Judge Constance Baker Motley (1921–2005), a civil rights pioneer and judiciary trailblazer, is the 47th honoree in the Black Heritage stamp series.
About Judge Motley
Motley was the first African-American woman to argue a case before the U.S. Supreme Court and the first to serve as a federal judge. A master legal tactician, Motley played a key role in knocking down legal segregation.
She started her career in 1945 when she began working for the future U.S. Supreme Court Justice Thurgood Marshall at the National Association for the Advancement of Colored People (NAACP) Legal Defense and Education Fund (LDF).

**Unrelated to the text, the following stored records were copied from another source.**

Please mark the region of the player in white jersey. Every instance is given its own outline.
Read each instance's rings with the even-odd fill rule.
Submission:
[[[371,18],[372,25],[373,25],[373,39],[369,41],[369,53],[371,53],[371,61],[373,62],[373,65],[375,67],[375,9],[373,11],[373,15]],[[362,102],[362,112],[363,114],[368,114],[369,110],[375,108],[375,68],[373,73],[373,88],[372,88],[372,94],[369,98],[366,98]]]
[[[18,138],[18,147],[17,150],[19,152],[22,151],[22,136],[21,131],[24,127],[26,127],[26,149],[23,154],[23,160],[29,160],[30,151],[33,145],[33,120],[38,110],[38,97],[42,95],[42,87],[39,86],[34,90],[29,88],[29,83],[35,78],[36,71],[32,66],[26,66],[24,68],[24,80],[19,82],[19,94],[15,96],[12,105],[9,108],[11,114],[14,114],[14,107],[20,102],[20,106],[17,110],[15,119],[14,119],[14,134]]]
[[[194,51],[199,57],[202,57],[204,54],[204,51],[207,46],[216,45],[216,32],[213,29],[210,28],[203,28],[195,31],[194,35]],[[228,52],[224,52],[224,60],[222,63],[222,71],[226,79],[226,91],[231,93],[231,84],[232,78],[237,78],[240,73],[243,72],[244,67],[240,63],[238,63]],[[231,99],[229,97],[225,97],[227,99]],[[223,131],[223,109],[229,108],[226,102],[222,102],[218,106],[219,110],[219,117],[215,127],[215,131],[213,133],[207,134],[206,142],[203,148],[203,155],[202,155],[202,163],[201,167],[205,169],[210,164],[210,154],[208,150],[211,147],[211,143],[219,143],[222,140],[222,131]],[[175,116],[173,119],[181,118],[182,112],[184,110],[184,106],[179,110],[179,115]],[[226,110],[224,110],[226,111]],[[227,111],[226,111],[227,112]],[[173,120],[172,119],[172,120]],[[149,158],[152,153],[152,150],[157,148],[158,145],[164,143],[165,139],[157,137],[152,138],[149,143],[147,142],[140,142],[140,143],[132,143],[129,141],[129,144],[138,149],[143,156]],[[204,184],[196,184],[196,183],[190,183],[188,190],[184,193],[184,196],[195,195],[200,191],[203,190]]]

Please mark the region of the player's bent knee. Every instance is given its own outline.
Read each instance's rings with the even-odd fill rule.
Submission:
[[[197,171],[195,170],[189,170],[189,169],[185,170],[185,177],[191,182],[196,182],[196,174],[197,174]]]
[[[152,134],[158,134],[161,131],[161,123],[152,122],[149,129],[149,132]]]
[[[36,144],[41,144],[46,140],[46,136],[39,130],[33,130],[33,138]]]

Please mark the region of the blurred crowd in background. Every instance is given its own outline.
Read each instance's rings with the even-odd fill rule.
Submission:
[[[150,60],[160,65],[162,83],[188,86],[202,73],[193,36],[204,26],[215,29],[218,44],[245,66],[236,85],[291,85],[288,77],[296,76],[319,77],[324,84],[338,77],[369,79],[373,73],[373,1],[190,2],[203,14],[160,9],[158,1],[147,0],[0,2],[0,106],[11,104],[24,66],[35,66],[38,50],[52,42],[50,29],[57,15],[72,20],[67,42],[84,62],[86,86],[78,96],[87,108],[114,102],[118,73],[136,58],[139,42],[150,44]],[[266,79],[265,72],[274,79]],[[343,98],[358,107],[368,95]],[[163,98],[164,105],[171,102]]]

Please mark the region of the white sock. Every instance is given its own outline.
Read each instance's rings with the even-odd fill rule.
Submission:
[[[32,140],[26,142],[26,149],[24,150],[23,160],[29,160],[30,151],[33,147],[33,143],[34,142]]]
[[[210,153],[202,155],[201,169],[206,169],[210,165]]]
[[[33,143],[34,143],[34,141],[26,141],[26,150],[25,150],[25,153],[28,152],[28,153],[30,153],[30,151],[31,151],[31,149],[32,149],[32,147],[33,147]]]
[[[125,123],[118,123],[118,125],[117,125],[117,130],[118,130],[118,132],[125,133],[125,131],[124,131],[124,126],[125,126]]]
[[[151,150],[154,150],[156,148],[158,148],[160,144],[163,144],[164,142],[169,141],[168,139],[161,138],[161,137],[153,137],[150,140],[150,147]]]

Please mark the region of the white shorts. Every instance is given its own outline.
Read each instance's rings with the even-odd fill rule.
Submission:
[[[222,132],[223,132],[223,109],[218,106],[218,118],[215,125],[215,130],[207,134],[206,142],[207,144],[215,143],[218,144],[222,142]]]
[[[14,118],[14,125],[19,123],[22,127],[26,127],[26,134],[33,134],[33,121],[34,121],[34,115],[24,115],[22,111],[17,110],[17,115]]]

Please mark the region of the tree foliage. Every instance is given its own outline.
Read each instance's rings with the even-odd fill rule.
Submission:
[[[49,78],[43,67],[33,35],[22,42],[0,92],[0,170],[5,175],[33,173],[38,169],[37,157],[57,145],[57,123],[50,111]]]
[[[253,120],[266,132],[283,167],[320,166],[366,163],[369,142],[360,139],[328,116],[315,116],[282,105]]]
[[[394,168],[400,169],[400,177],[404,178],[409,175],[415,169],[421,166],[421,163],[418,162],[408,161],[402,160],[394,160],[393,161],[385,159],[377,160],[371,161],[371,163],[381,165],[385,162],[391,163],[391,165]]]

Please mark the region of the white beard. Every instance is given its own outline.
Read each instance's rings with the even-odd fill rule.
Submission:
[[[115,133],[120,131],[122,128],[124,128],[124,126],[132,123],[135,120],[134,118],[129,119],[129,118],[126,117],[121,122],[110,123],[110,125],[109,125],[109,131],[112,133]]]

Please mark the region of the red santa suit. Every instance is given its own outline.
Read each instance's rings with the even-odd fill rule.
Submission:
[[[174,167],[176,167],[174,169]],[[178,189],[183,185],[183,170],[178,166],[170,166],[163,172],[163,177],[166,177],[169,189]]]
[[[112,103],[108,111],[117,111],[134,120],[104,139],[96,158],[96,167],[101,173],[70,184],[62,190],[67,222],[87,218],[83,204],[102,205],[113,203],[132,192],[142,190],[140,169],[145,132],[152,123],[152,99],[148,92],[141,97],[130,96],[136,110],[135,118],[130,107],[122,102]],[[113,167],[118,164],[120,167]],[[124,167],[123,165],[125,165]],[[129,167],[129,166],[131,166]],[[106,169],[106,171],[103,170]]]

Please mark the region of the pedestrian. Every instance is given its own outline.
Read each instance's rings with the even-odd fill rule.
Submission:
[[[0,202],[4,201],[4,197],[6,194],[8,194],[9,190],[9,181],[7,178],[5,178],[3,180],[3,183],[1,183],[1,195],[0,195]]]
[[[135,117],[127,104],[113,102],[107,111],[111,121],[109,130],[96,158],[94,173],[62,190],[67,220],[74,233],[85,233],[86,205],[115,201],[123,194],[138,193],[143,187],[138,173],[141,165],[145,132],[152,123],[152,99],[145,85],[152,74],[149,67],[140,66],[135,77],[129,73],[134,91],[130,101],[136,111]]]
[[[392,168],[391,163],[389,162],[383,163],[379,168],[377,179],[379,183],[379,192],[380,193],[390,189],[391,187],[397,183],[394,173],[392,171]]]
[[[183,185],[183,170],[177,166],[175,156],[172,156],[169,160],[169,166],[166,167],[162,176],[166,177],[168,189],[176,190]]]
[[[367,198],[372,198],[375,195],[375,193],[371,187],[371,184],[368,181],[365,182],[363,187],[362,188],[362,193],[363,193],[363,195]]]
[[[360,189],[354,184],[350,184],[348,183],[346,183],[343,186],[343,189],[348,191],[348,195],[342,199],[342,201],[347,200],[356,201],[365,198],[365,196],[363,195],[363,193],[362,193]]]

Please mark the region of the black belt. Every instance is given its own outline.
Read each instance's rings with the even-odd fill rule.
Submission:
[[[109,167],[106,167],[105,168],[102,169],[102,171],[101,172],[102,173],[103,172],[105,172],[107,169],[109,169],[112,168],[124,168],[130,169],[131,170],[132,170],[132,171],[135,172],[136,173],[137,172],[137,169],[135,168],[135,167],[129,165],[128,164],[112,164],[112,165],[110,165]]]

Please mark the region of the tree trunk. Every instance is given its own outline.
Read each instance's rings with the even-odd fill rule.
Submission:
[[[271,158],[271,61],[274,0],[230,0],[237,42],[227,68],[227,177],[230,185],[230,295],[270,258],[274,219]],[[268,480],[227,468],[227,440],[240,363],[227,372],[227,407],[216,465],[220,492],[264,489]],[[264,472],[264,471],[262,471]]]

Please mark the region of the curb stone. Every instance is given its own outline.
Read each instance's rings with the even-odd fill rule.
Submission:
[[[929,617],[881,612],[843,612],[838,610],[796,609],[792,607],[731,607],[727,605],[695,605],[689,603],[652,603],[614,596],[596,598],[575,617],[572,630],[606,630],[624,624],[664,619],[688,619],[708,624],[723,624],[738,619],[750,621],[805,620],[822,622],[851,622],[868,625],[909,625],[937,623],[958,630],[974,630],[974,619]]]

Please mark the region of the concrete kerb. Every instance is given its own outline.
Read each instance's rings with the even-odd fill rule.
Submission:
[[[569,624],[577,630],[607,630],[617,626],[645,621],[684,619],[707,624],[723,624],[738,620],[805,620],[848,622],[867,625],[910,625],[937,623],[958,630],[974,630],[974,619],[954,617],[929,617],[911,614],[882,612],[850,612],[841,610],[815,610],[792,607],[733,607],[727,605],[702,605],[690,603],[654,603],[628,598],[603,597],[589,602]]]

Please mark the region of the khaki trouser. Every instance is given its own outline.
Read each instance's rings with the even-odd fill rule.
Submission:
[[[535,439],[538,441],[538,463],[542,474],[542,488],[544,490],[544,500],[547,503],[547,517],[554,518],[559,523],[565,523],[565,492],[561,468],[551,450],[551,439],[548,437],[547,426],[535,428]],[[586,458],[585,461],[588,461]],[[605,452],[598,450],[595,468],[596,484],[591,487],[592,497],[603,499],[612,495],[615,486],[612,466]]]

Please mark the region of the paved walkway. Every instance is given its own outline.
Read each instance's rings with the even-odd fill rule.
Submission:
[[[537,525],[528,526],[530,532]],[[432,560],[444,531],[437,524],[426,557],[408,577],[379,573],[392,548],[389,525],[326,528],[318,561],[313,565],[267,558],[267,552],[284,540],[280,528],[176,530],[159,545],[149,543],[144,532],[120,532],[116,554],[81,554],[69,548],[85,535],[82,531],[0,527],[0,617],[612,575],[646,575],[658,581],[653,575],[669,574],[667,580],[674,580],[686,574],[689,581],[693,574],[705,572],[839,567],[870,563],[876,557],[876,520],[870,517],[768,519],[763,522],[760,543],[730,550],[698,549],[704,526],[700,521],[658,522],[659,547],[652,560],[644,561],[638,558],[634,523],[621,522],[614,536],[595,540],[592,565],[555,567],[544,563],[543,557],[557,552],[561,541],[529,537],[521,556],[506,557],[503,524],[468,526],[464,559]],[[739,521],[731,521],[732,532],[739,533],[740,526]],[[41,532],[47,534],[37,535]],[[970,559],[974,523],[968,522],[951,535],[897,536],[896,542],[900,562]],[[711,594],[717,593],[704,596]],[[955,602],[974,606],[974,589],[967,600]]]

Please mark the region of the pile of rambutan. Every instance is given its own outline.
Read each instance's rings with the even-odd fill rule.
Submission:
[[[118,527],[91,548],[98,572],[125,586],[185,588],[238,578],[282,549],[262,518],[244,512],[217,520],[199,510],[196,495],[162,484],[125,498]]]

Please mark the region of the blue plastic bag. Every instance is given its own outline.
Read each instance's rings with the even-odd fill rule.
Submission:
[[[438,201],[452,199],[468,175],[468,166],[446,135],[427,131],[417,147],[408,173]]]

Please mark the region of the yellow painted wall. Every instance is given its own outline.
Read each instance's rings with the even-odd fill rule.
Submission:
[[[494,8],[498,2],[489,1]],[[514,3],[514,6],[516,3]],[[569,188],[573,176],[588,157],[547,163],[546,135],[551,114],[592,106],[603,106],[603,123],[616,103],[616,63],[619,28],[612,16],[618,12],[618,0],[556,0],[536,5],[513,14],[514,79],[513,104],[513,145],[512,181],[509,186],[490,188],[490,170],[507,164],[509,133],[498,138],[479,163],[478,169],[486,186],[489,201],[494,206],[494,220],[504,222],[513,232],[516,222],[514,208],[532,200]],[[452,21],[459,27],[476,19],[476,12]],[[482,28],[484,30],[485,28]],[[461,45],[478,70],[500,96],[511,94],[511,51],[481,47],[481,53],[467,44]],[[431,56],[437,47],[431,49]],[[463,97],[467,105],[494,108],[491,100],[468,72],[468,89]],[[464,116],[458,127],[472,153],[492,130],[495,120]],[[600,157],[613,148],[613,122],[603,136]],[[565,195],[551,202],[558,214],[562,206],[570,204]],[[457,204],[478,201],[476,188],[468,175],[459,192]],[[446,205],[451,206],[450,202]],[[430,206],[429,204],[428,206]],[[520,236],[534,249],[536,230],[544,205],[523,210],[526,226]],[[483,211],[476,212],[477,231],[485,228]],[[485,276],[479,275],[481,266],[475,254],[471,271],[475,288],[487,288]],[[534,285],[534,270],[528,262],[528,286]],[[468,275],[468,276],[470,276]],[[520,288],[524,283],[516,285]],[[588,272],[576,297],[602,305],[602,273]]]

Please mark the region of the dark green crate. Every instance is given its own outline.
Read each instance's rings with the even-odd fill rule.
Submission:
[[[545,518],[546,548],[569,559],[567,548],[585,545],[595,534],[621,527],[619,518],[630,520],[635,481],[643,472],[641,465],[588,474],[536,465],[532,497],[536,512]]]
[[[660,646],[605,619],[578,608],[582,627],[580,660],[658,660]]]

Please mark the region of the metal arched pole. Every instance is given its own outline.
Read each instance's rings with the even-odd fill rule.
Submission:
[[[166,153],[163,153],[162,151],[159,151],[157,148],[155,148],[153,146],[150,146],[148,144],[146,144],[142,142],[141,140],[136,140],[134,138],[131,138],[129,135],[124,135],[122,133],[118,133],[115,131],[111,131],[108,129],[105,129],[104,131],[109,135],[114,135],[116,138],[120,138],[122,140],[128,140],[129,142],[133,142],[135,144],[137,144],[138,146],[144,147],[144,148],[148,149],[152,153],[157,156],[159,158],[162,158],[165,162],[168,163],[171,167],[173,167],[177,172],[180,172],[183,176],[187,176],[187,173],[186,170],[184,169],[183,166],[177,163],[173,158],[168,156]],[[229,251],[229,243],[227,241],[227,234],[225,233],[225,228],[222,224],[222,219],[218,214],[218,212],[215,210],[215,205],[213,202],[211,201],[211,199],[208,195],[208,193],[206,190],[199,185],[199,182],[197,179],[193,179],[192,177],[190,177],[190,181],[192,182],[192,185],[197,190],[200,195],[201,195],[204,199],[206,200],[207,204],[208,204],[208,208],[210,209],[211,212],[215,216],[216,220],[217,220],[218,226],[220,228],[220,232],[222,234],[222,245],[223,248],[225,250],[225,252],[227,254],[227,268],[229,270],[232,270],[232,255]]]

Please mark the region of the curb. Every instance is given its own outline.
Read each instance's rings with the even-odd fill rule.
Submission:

She would stay 20 years, rising to associate counsel, second from the top.
While at the LDF she sued the University of Mississippi on behalf of James Meredith, who had been refused entrance, and the state of Mississippi on behalf of “Freedom Riders,” who had been jailed while testing the interstate transportation laws.
She also represented Dr. Martin Luther King Jr., after he was arrested for marching in Birmingham, AL, in spring 1963. Motley worked on about 60 cases that reached the Supreme Court. She won nine of the 10 cases she argued before the Court.
In 1966, Motley was nominated by President Lyndon B. Johnson to a seat on the U.S. District Court for the Southern District of New York. Motley was sworn in on Sept. 9, 1966, and became the first African-American woman on the federal bench.
Motley was awarded the Presidential Citizens Medal in 2001 by President Bill Clinton. She died Sept. 28, 2005.
About the Stamp
The stamp features a portrait of Motley by internationally acclaimed artist Charly Palmer, based on an Associated Press photograph. Palmer’s signature style involves providing his subjects with dynamic, stylized settings.

For the postage stamp image, Palmer created an arc of lace-like wheel shapes that surround the judge’s head like a halo. He exaggerated a corsage that Motley is wearing in the reference photograph he worked from, setting his subject’s face above a lush arrangement of tropical flowers whose colors are picked up in the background. Faint scratch marks add a nice textural component to the vibrant image.
“For me, painting a portrait isn’t just capturing the likeness, but the spirit,” says Palmer, who notes that he had the chance to speak to the late judge’s son in preparing for the portrait.
Black Heritage Stamp
In 1978, the Postal Service initiated the Black Heritage stamp series, to recognize the achievements of individual African Americans.